Transfusion

Question 1

What are the various blood products?

Answer 1

• Packed red cells
• Platelet rich plasma
• Platelet concentrate
• Fresh frozen plasma
• Cryoprecipitate
• SAG-Mannitol Blood

Question 2

What do we use packed red cells for?

Answer 2

Concentrated red cells (packed cells) in a suspension of SAGM, obtained by centrifugation of whole blood, used for:

• Symptomatic anaemia
• Exchange transfusion
• Radiotherapy
• If significant bleeding anticipated, activate major haemorrhage protocol

1 unit increases Hb by 10-15g/L

Question 3

What are the Hb transfusion thresholds for red blood cells (before and after)?

Answer 3

• Transfusion threshold → 70g/L (or 80g/L in pts w/ ACS)
• Target after transfusion → 70-90g/L (80-100g/L in pts w/ ACS)
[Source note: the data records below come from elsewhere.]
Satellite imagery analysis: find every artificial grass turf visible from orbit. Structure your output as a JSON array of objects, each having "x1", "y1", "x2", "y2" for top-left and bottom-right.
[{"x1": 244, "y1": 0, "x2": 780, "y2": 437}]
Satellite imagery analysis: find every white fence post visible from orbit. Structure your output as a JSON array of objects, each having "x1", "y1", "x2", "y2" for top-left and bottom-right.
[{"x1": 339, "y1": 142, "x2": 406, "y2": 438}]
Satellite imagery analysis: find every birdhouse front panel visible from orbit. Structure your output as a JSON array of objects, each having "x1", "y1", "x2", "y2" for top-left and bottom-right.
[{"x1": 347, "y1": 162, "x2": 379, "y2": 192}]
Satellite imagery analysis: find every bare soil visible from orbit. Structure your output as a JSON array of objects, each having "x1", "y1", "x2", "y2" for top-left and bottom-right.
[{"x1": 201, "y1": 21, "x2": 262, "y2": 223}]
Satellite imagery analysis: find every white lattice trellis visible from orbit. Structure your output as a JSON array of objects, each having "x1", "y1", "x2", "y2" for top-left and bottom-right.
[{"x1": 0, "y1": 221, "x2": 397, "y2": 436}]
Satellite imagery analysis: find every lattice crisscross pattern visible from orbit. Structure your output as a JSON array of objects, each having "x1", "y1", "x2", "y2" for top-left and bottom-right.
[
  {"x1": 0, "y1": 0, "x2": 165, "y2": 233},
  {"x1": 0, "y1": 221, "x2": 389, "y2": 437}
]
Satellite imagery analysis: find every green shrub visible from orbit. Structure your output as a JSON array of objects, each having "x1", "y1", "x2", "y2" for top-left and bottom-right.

Please note that these thresholds should not be used in patients with ongoing major haemorrhage or patients who require regular blood transfusions for chronic anaemia. Also, in a non urgent scenario, a unit of RBC is usually transfused over 90-120 mins.

Question 4

What do we use Fresh Frozen Plasma for?

Answer 4

• FFP contains all coag factors, albumin and immunoglobulin
• Prepared from single units of blood
• Given for clotting defects (eg. DIC / Warfarin OD / Liver disease)
• Unit = 200-250ml; usual dose = 12-15 ml/kg-1
• Should not be used as first line therapy for hypovolaemia
• Expensive and carries all risks of blood transfusion

Question 5

What do we use platelets for?

Answer 5

• Platelet rich plasma → administered to pts who are thrombocytopaenic and are bleeding or require surgery, it is obtained by low speed centrifugation
• Platelet concentrate → prepped by high speed centrifugation and administered to patients w/ thrombocytopaenia

Usually only needed if bleeding or blood count is <20x10⁹L or if surgery is planned, get advice if count is <100x10⁹L

Question 6

What do we use cryoprecipitate for?

Answer 6

• Formed from supernatant of FFP
• Rich source of factor VIII and fibrinogen
• Allows large concentration of factor VIII to be administered in small volume
• Typically 15-20ml
• Most suited for pts ‘clinically significant’ but without ‘major haemorrhage’ who have a fibrinogen conc <1.5g/L

Question 7

What questions need to be thought about before prescribing a transfusion?

Answer 7

• Is the lab result recent? (Hb)
• Have you reviewed the clinical condition of your patient?
• Is there an appropriate alternative to transfusion?
• Does pt have mental capacity to make informed decision regarding transfusion?
• Obtained verbal consent?
• Documented decision on rationale for transfusion?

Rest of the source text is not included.